Seagrasses are a diverse group of clonal marine macrophytes. Their disappearance in recent decades has been an alarming component of estuarine urbanization, effectively transitioning vast portions of global coverage to disturbed or recovering states. Understanding dispersal and recruitment patterns within and among extant populations is now vitally important to predicting both the form and pace of recovery. Working with a perennial ecotype of Zostera marina within a shallow lagoon in Long Island, New York, U.S.A., we combined high resolution, decade-long seagrass mapping with polymorphic microsatellite analysis to examine the interactive effects of pollination and seed dispersal distance on the dynamics of sexual recruitment across a range of spatial scales (centimeters to decameters). We found clone structure to be restricted to less than three meter across a 56,250-m 2 study site. Pollination distances ranged from 0.57 m to 73.91 m, while seed dispersal varied systematically from 1.85 m to 5.31 m for naked seeds, and randomly throughout the study site (0.17 m to 34.54 m) for seeds deposited by floating reproductive shoots.
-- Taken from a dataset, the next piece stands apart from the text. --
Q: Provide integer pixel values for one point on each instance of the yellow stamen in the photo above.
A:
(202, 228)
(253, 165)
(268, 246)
Pedigree analyses corroborated these findings, with full sibling groups clustering neatly within larger half-sibling kinships at spatial scales of 2-6 m. We successfully demonstrate that over a four-year period sexual reproduction and seedling recruitment played appreciable roles in the colonizing process of Z. marina, configuring the landscape through the deposition of rafted seeds, and contributing to patch expansion via the limited dispersal of naked seeds.